Businesses will have to reprint stationery, business cards, brochures, checks and other printed materials. Residential consumers will need to alert their friends, family, and businesses they use to let them know the new area code.
What is an overlay?
An overlay adds a new area code to an existing geographic region. This means that two area codes will work in the same general area. New customers would be assigned the new area code. In some circumstances, customers may be able to choose between the old area code and the new one.
How are customers affected by an overlay?
All existing telephone numbers will remain the same. Businesses don't have to reprint their stationery, business cards, and brochures unless they are adding a new public telephone number. Adding an overlay code means that you will need to dial all ten digits of the telephone number to complete a local call. The ten digits include the area code plus the 7-digit number.
Will I be charged toll rates for calls to the new area code?
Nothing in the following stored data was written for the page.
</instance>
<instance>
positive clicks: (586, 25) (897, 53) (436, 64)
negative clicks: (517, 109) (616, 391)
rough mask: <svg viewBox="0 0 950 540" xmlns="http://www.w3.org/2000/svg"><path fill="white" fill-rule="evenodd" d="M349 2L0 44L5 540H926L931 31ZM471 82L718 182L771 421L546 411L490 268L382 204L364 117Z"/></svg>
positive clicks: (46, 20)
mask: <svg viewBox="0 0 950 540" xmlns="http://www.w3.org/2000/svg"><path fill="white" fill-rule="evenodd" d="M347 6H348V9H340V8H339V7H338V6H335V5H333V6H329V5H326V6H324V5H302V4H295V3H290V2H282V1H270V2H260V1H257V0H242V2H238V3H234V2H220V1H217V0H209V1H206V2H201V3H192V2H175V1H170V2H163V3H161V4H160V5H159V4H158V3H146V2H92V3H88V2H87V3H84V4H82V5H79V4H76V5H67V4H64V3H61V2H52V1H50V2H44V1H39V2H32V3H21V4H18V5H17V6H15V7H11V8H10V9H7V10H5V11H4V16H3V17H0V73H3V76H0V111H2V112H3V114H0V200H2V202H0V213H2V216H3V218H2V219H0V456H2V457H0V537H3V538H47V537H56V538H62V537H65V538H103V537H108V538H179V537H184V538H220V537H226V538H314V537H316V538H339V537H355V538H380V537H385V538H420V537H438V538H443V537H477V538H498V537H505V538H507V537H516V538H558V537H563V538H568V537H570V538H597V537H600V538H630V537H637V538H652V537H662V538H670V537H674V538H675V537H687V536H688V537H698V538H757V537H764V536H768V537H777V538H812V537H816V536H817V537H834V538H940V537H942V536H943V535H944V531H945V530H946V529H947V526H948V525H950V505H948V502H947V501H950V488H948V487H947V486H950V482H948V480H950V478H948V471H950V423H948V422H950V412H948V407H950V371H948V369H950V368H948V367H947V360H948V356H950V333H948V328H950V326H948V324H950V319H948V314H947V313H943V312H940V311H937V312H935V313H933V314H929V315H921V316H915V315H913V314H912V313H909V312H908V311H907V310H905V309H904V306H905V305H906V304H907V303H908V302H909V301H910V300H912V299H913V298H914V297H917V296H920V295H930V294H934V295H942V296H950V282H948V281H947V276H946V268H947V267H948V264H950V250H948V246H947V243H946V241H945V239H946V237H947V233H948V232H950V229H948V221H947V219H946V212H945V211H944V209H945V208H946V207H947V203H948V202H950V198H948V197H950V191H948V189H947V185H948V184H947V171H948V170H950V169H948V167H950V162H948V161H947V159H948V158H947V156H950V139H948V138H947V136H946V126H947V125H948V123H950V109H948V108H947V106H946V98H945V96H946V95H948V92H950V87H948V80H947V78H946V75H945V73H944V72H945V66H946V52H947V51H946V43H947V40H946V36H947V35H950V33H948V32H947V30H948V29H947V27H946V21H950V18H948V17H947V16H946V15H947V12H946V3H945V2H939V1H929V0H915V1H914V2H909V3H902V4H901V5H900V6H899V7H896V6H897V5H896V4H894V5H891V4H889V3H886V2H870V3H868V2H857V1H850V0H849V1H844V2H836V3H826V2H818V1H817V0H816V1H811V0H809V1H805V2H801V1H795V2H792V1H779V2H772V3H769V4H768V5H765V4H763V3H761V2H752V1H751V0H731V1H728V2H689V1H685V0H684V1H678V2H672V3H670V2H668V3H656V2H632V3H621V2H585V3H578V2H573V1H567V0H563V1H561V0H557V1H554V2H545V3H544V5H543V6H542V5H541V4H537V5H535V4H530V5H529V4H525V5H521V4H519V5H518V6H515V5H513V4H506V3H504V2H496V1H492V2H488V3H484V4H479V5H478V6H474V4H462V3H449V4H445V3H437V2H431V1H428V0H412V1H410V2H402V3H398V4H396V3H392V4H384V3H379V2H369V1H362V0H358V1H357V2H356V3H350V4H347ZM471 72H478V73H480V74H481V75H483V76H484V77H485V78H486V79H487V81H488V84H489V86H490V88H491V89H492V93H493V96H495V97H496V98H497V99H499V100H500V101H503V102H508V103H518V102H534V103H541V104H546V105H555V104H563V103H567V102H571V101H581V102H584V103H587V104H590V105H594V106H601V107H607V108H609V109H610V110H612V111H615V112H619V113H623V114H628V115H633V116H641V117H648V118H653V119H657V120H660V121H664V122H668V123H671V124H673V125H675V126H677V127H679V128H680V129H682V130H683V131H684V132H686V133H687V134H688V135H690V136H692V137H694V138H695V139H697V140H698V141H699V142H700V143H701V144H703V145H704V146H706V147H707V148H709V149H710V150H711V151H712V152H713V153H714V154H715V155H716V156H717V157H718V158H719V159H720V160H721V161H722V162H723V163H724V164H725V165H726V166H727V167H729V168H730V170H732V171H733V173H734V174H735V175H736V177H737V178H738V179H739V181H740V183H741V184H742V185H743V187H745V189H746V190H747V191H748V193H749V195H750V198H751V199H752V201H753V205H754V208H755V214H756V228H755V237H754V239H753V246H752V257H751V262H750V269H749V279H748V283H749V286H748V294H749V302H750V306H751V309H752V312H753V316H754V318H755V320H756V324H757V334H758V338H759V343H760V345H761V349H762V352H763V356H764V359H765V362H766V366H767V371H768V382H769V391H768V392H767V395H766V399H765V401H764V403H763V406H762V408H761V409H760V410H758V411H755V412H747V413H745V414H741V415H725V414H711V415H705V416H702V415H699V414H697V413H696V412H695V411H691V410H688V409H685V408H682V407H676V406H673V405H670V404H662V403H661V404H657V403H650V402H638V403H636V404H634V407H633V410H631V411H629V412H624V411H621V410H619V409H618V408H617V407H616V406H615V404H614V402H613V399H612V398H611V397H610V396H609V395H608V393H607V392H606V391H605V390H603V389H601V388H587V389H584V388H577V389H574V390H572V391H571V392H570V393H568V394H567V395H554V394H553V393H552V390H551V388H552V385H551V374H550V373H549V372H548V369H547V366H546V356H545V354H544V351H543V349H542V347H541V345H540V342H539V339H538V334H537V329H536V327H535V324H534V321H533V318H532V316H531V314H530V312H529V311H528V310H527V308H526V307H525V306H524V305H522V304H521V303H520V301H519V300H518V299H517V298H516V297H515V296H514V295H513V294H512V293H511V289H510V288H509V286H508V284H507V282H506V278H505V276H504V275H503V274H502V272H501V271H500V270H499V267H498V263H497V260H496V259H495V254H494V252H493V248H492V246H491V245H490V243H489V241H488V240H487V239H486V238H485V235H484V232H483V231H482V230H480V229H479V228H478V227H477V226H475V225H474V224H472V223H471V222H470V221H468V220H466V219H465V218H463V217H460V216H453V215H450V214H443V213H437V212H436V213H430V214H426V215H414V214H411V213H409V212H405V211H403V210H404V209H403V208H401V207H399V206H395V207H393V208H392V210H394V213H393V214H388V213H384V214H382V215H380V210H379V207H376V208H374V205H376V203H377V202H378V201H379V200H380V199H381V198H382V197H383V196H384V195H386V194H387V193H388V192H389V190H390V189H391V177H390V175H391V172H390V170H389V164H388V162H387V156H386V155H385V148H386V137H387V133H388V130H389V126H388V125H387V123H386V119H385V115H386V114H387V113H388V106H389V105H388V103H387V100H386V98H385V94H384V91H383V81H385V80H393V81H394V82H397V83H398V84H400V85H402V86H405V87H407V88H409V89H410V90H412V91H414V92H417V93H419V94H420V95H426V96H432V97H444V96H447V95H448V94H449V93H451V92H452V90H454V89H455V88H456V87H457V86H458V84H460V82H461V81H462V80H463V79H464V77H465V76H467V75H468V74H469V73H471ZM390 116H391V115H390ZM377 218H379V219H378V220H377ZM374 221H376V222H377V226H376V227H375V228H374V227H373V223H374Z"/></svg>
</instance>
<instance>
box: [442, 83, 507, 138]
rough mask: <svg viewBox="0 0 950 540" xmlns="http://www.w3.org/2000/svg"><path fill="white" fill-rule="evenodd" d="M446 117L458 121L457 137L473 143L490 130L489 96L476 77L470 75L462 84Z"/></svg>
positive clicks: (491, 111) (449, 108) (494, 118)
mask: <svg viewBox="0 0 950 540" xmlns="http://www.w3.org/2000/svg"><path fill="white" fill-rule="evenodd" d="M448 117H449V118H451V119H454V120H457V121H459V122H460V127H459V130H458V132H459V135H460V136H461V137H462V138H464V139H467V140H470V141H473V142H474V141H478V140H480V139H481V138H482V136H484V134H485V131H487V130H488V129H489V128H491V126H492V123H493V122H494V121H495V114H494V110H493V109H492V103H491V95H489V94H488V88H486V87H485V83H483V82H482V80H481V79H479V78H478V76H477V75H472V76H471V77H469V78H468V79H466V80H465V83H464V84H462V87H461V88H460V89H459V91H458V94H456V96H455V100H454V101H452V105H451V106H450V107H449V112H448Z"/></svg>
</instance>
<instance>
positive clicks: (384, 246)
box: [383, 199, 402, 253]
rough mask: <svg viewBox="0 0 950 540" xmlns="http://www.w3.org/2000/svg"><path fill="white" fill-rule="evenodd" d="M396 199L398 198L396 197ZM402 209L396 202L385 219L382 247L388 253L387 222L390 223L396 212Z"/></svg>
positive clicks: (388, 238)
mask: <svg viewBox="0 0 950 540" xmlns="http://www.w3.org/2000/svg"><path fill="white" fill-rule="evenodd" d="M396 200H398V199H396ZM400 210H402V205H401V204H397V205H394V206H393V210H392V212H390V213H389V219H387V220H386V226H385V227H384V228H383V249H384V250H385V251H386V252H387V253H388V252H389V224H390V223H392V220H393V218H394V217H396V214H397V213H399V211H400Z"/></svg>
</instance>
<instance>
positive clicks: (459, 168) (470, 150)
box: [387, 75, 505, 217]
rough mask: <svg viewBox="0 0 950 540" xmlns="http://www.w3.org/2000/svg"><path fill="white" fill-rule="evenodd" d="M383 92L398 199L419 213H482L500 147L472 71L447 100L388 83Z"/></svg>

No, not if the call was a local call before the new area code was introduced. Calls that are toll calls now would remain toll calls. For example, calls from Tucson to Phoenix would still be toll calls. By law, call rates cannot be increased solely as a result of an area code split.
Will I have to change the way I dial emergency, directory assistance or long-distance numbers?
Emergency dialing and directory assistance would not be affected. You would simply dial 911 or 411 as usual. You would still dial 1 + area code + seven-digit number to complete a long-distance call. Cell phones require ten digit dialing.
How is a new area code implemented?
Implementing a new area code involves two steps designed to familiarize telephone users with the change. The introductory period is called "Permissive Dialing" which begins with the introduction of the new code and lasts several months.
What are some of the pros and cons of a geographic split?
Pro: Ten-digit dialing is necessary when calling another area code or when making a toll call.
Pro: Area codes have a geographic identity. People can get an idea of where a business or individual is located by looking at their area code.
Con: Existing telephone numbers change -- approximately half of the people have to change their telephone numbers. Each time there is a geographic split, businesses have to pay to reprint all of their literature, promotional items, stationery and business cards to include the new number.
Con: As more and more numbers are used up and as the state continues to grow, the "slicing and dicing" of a specific area will continue. Geographic splits are not long-term solutions and future area code relief must be undertaken. For example, the Chicago metro area used to be served by just the 312 area code. Now they have this arrangement:
What are the pros and cons of an overlay plan?
Pro: Only new customers or businesses or individuals requesting new lines get the new area code. All existing telephone numbers remain the same. No one has to incur the costs of changing their printed material.
Pro: An overlay may be a long-term solution since an overlay would be used in future numbering exhausts. New area codes are simply placed over the affected area with each impending exhaust.
Con: People have to get used to dialing all 10 digits all of the time. The exception is when you dial special use numbers like 911 for emergencies or 411 for directory assistance -- these do not require an area code.
Con: Businesses and individuals will need to reprogram certain phone systems, burglar alarm systems and other equipment to accommodate 10-digit dialing. Businesses and individuals may have more than one area code for their lines.